The Manhattan Hunt Club
- Paperback edition
- Author: John Saul
- Language: English
- Genre: Novel
- Publisher: Ballantine Books
- Publication date: July 31, 2001
- Publication place: United States
- Media type: Print (hardcover & paperback)
- Pages: 313 (first edition)
- ISBN: 0-345-43330-0
- Preceded by: Nightshade
- Followed by: Midnight Voices

= The Manhattan Hunt Club =

2001 novel by John Saul

The Manhattan Hunt Club is a thriller horror novel by John Saul, published by Ballantine Books on July 31, 2001. The novel follows the story of Jeff Converse, who is falsely convicted of a brutal crime and finds himself trapped in a secret society called the Manhattan Hunt Club.

==Plot==
When Jeff Converse is convicted of a brutal crime he did not commit, he sees his bright future slipping away from him. Then, he is suddenly whisked away to a secret underground Manhattan society with mysterious, twisting tunnels and chambers, where darkness lurks around every corner. He sees the eerie underground group of the homeless and the mad, and realizes what he has to do.
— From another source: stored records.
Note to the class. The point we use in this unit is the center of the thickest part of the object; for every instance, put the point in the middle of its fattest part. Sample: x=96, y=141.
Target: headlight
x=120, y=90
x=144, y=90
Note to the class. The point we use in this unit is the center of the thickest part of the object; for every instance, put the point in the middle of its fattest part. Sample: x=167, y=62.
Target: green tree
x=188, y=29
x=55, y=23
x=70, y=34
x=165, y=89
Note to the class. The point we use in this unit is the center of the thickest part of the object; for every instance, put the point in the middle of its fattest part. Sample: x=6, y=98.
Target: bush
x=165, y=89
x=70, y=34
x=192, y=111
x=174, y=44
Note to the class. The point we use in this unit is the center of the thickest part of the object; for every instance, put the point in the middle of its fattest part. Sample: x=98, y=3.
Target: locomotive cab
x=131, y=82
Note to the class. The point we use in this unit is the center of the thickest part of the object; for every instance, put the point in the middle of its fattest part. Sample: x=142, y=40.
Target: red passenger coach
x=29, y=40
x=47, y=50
Jeff must now find a way to escape alive from this living hell, with only his bare hands and his wit.

==Critical reception==
Booklist called The Manhattan Hunt Club an "enjoyable and clever yarn", praising the book's "plot twists, improbable conspiracies, and lots of two-faced characters". Publishers Weekly wrote that the book "skirts absurdity, as do the villainous members of the club, but Saul scores points about society's treatment of the homeless" and that it was "vintage Saul". People Magazine stated "Stirring social commentary, this ain't, but it's a hot tome for summer in the city." Kirkus Reviews criticized The Manhattan Hunt Club's "barely believable premise" but praised the book's research and "supportive subplots". RT Book Reviews gave The Manhattan Hunt Club three stars, writing "Although his trademark elements of supernatural horror are missing, fans won't be disappointed".